Microsoft has launched Windows Server 2008 with a warning that IT managers are currently spending most of their time running to stand still.

IT managers running to stand still, says Microsoft

The head of Microsoft UK claims Server 2008 will help companies make IT a way to drive their business, rather than a mere cost centre. “80% of IT spend is on maintaining existing systems,” said Gordon Frazer, managing director of Microsoft UK at the London launch event. “Only 20% is being applied to IT innovation. We [businesses] need to spend time on thinking how we can flip this around.”

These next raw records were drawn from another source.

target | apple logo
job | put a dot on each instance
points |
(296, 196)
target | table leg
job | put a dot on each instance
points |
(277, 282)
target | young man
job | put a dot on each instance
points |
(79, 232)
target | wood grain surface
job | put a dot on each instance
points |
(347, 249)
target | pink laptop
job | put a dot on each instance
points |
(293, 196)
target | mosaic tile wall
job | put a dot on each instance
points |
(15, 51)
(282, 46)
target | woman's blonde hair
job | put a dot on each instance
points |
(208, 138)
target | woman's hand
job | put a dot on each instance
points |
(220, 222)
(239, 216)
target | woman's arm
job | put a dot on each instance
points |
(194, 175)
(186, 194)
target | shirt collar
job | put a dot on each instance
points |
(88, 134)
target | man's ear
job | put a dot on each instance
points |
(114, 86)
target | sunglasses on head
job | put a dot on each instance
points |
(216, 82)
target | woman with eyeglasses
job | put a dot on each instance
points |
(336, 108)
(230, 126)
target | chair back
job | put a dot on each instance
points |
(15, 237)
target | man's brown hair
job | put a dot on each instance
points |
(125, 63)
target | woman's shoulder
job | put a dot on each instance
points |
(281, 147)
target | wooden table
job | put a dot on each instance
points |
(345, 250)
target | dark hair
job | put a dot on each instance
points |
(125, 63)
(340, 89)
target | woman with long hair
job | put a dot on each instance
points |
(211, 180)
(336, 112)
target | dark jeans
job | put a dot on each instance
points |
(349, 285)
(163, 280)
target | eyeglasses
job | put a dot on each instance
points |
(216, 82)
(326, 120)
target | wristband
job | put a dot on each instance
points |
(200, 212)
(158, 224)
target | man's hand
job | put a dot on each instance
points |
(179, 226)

Microsoft claims it will help reduce those maintenance costs by reducing the amount of time IT managers have to spend on security fixes. “Building a secure and trusted platform is priority number one,” said Larry Orecklin, general manager of Microsoft’s server and tools division. “We’ve been able to reduce the patching required [in Server 2008] by up to 60%. Since 2003, We’ve only had four critical vulnerabilities. Compare that to Oracle, it’s had over 250,” Orecklin added, although when challenged on those figures couldn’t immediately clarify their source.

Virtual future

Microsoft spent a great deal of the presentation talking about virtualisation – even though its Hyper-V virtualisation platform for Server 2008 won’t be launched for up to six months.

Orecklin made light of rival VMware’s headstart in the virtualisation arena, claiming that the technology is still in its infancy. “Virtualisation has a tremendous amount of hype in the industry today – with good reason,” he claimed. “But for all the hype, all the talk, less than 5% of servers are virtualised today. It’s early, early days.”

Orecklin admitted that virtualisation would immediately increase complexity for IT managers, but claimed that Microsoft’s management console – dubbed System Center – would provide complete control of virtual machines, from the front-end to the server. “The more you virtualise, management becomes absolutely critical,” he said. “You want a single set of management tools – a single pane of glass to manage your entire infrastructure. That’s what System Center is.”

Orecklin also advised IT managers to use Microsoft’s free set of evaluation tools before heading down the virtualisation path. “It’s important to think about the process improvements that are necessary as well,” he concluded.